Als ich aus der Schlafzimmertür trat, lächelte ich die Wachen freundlich an. Das Schloss, das Grey und ich erbaut hatten, war immer von Wachen umgeben. Er tut gerne so, als hätte er das alles allein geschafft.

Hat er aber nicht. Mein Vater hat uns beiden die Schlüssel zum Schloss übergeben. Ich habe genauso viel Zeit und Mühe in dieses Geschäft hier investiert wie er, wenn nicht sogar mehr.

Die Gang würde auf mich hören, wenn ich mich nur mit einigen der Männer von seiner Seite der Fusion gut stellen könnte. Ihren Respekt habe ich, sicher, aber ich brauche ihre Unterstützung und ihr Vertrauen.

Als ich den Essbereich betrat, setzte ich mich wie immer an das Ende des Tisches. Das Ende, das der Königin gehörte. Ich blickte auf und sah, wie Grey mich anstarrte. Überrascht, denke ich, von meinem Erscheinungsbild an einem so gewöhnlichen Tag.

Es war nur für ihn ein gewöhnlicher Tag. Er ahnt nichts von dem Wissen, mit dem ich aufgewacht bin. Ich dachte, mein Leben sei zu Ende, aber es hat gerade erst begonnen.

Nicht länger gefangen in der Fessel einer lebenslangen Verpflichtung gegenüber einem Mann, den ich seit Ewigkeiten kannte. Grey Hunter, der Anführer der Mafia, die wir beide aufgebaut haben.

Der junge Mann, der das Auto seines Vaters zu Schrott gefahren und mich angerufen hat, um ihn aus der Patsche zu helfen. Der Mann, der tagelang am Bett meines Vaters saß, um seinen Platz im Königreich zu sichern.

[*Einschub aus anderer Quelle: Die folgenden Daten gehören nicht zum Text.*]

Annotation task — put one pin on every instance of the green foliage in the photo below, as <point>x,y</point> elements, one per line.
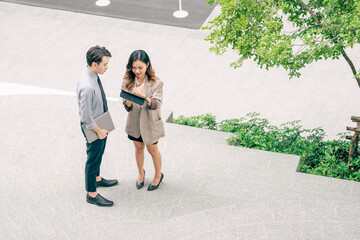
<point>317,156</point>
<point>287,33</point>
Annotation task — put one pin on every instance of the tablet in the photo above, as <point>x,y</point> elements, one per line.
<point>132,97</point>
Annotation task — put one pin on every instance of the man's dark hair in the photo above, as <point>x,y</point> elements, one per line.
<point>95,54</point>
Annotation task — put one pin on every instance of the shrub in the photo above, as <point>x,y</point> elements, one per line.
<point>317,156</point>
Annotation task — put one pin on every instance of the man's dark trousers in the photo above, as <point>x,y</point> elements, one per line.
<point>95,151</point>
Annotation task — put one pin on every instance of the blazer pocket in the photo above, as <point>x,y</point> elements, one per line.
<point>158,128</point>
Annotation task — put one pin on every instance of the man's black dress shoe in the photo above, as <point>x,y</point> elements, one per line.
<point>151,187</point>
<point>99,200</point>
<point>106,183</point>
<point>140,185</point>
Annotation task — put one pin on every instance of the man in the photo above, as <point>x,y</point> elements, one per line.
<point>92,103</point>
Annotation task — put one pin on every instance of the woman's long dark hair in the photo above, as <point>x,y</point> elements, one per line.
<point>130,75</point>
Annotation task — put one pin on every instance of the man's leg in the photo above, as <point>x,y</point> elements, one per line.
<point>94,152</point>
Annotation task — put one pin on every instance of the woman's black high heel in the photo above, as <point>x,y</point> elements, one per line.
<point>151,187</point>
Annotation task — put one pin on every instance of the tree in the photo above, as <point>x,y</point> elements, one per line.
<point>254,29</point>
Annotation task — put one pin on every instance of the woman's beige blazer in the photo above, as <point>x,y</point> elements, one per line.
<point>143,120</point>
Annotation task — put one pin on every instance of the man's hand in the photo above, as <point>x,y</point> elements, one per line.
<point>102,133</point>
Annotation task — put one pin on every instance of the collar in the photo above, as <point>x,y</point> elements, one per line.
<point>92,75</point>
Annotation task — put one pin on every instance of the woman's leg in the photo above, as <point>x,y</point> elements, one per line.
<point>156,156</point>
<point>139,156</point>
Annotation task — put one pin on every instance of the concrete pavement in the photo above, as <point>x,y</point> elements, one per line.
<point>210,190</point>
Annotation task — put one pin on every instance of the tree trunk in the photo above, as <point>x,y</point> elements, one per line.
<point>343,52</point>
<point>351,66</point>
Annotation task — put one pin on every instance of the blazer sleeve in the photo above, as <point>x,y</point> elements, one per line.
<point>123,87</point>
<point>157,96</point>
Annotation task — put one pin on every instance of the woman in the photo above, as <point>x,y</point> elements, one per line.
<point>144,125</point>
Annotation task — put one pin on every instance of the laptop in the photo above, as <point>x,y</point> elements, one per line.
<point>104,121</point>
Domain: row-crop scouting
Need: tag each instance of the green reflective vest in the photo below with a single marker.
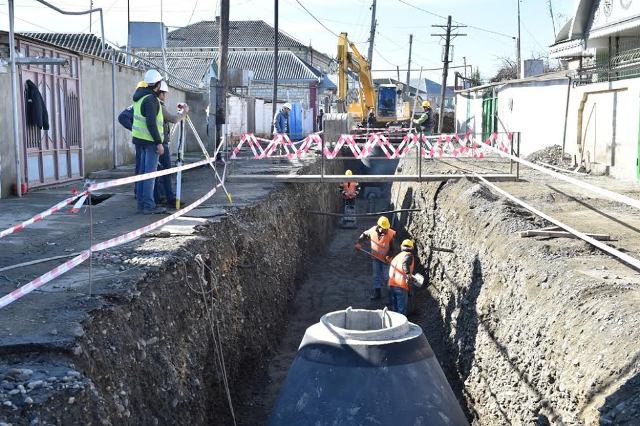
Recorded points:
(139, 129)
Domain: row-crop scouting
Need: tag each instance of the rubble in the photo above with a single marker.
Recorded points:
(551, 155)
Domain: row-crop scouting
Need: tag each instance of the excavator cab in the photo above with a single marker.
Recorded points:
(387, 102)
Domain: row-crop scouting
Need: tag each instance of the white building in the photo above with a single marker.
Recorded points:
(593, 109)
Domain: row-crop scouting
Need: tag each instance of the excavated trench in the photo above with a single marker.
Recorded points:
(523, 336)
(526, 330)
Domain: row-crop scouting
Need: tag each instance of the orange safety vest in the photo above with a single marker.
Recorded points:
(397, 278)
(349, 190)
(380, 245)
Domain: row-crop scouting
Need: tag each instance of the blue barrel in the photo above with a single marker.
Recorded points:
(295, 122)
(363, 367)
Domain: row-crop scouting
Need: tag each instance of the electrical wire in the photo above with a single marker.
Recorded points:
(457, 22)
(194, 11)
(383, 58)
(316, 19)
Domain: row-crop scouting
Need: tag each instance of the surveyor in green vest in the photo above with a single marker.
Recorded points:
(147, 132)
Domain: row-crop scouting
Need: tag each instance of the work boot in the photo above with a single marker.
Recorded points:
(157, 210)
(377, 295)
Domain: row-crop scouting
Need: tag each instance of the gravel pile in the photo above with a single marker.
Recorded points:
(551, 155)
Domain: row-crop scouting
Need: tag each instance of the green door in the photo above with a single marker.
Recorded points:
(489, 115)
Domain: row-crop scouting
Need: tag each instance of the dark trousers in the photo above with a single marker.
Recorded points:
(164, 186)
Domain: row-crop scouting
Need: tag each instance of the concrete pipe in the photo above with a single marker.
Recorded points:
(367, 368)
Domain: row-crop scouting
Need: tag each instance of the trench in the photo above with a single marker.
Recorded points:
(253, 281)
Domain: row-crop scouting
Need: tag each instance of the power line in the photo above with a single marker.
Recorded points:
(316, 19)
(194, 11)
(383, 58)
(457, 22)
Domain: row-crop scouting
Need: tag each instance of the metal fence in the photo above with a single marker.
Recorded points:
(618, 62)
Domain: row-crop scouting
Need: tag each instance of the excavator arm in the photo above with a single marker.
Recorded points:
(350, 59)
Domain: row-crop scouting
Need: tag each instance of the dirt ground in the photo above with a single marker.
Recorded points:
(339, 278)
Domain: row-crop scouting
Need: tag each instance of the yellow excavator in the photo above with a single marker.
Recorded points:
(384, 101)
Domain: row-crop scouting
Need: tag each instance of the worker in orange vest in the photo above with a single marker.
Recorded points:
(400, 275)
(381, 237)
(349, 190)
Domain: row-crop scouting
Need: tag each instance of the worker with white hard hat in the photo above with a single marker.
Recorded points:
(425, 122)
(281, 119)
(163, 189)
(400, 275)
(147, 131)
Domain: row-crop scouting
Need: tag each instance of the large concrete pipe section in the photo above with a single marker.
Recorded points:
(363, 367)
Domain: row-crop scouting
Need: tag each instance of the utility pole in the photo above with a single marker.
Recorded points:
(275, 59)
(553, 19)
(223, 53)
(128, 32)
(445, 69)
(372, 34)
(518, 53)
(409, 64)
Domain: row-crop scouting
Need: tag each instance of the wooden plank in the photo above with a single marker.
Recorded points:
(501, 177)
(561, 234)
(623, 257)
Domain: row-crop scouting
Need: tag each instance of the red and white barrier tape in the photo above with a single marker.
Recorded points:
(122, 239)
(81, 197)
(62, 204)
(430, 147)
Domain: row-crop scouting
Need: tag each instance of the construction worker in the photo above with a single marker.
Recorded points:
(147, 131)
(381, 238)
(400, 275)
(349, 190)
(281, 119)
(425, 122)
(163, 183)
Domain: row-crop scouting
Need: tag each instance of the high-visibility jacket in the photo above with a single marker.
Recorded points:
(139, 128)
(397, 277)
(380, 245)
(350, 190)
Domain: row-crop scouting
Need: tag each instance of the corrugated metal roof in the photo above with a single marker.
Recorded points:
(241, 34)
(191, 66)
(89, 44)
(290, 67)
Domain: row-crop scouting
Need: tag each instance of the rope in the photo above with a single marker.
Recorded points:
(215, 330)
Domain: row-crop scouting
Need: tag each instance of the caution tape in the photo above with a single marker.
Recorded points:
(451, 146)
(51, 210)
(113, 242)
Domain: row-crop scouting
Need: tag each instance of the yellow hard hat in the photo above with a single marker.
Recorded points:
(384, 223)
(407, 243)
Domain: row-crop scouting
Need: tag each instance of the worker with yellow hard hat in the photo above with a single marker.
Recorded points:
(425, 122)
(349, 190)
(400, 274)
(381, 237)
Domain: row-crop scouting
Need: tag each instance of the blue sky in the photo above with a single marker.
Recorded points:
(395, 22)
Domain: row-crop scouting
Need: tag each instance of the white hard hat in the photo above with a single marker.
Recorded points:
(152, 76)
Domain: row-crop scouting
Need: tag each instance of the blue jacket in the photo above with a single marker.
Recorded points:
(126, 118)
(281, 122)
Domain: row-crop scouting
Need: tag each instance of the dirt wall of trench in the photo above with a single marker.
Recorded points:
(148, 357)
(527, 330)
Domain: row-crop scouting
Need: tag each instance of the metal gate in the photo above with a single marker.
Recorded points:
(54, 155)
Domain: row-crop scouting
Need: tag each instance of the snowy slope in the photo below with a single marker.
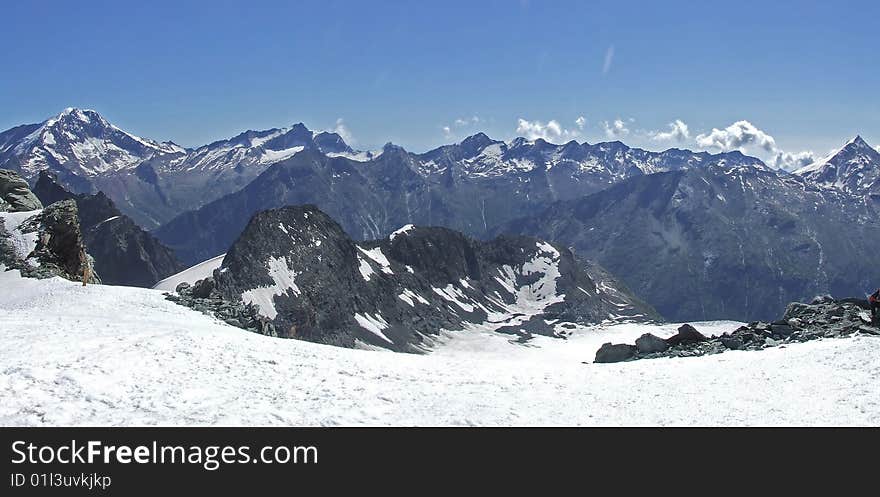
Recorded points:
(855, 168)
(80, 141)
(191, 275)
(94, 355)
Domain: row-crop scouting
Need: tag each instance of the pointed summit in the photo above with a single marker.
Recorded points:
(854, 168)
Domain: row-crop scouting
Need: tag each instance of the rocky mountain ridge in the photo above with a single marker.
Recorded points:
(309, 280)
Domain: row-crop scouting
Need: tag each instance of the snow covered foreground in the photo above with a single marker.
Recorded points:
(101, 355)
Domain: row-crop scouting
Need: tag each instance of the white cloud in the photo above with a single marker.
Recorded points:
(609, 58)
(615, 130)
(342, 130)
(741, 135)
(462, 123)
(791, 162)
(550, 131)
(748, 138)
(678, 132)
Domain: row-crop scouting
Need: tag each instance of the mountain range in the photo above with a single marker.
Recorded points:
(697, 235)
(310, 280)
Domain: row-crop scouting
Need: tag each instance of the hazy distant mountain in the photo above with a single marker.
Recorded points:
(153, 182)
(473, 186)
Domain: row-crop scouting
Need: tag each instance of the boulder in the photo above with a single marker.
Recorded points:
(60, 250)
(783, 330)
(16, 194)
(650, 344)
(687, 334)
(203, 288)
(732, 343)
(822, 299)
(620, 352)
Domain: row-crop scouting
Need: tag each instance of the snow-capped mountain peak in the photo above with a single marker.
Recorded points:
(854, 168)
(79, 141)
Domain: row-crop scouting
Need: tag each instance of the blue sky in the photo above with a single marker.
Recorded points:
(803, 74)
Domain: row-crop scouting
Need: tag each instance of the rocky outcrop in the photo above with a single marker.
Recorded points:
(15, 196)
(310, 280)
(720, 242)
(124, 253)
(58, 248)
(824, 317)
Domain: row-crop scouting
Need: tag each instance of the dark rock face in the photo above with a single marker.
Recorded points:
(720, 242)
(310, 280)
(615, 353)
(15, 196)
(823, 318)
(59, 249)
(124, 253)
(649, 344)
(686, 335)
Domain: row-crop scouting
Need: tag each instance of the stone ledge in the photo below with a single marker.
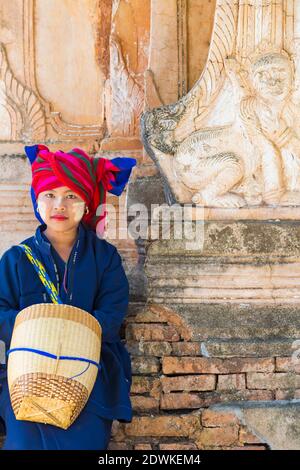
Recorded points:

Der Mann, von dem ich glaubte, er würde mich lieben, bis ich ihm nicht mehr das Leben geben konnte, das er wollte. Er sah mich lange an, bevor er sprach.

„Hallo, Evelyn.“

Er sagte es mit einem Lächeln, das mich dazu brachte, mich vor ihm übergeben zu wollen. Ich entschied mich, zurückzulächeln. Das hier wird nicht funktionieren, wenn ich ihm meine Karten offenlege.

„Hallo, Ehemann. Wie war dein Morgen?“

fragte ich zuckersüß. Er zögerte, bevor er antwortete, und wählte seine Worte sorgfältig.

„Einer der Männer in der Stadt wurde schwer verletzt. Er hat es nicht geschafft. Er hat eine Tochter. Ihr Name ist Kelly Russo. Sie ist noch jung. Sie braucht unsere Hilfe. Ich dachte, wir könnten sie vielleicht aufnehmen. Wir haben viele Zimmer in diesem Haus und genug zu essen. Ich dachte, wir könnten der Gemeinschaft etwas zurückgeben, indem wir diese junge Frau bei uns aufnehmen. Sie braucht unsere Hilfe.“

Die Worte kamen ihm geschmeidig über die Lippen, als hätte er sie viele Male in seinem Kopf geübt.

Kelly Russo.

Den Namen der Prostituierten zu hören, die mich in meinem früheren Leben getötet hatte, jagte erneut einen Stich durch mein Herz.

Ich biss die Zähne zusammen, meine Pupillen zogen sich scharf zusammen.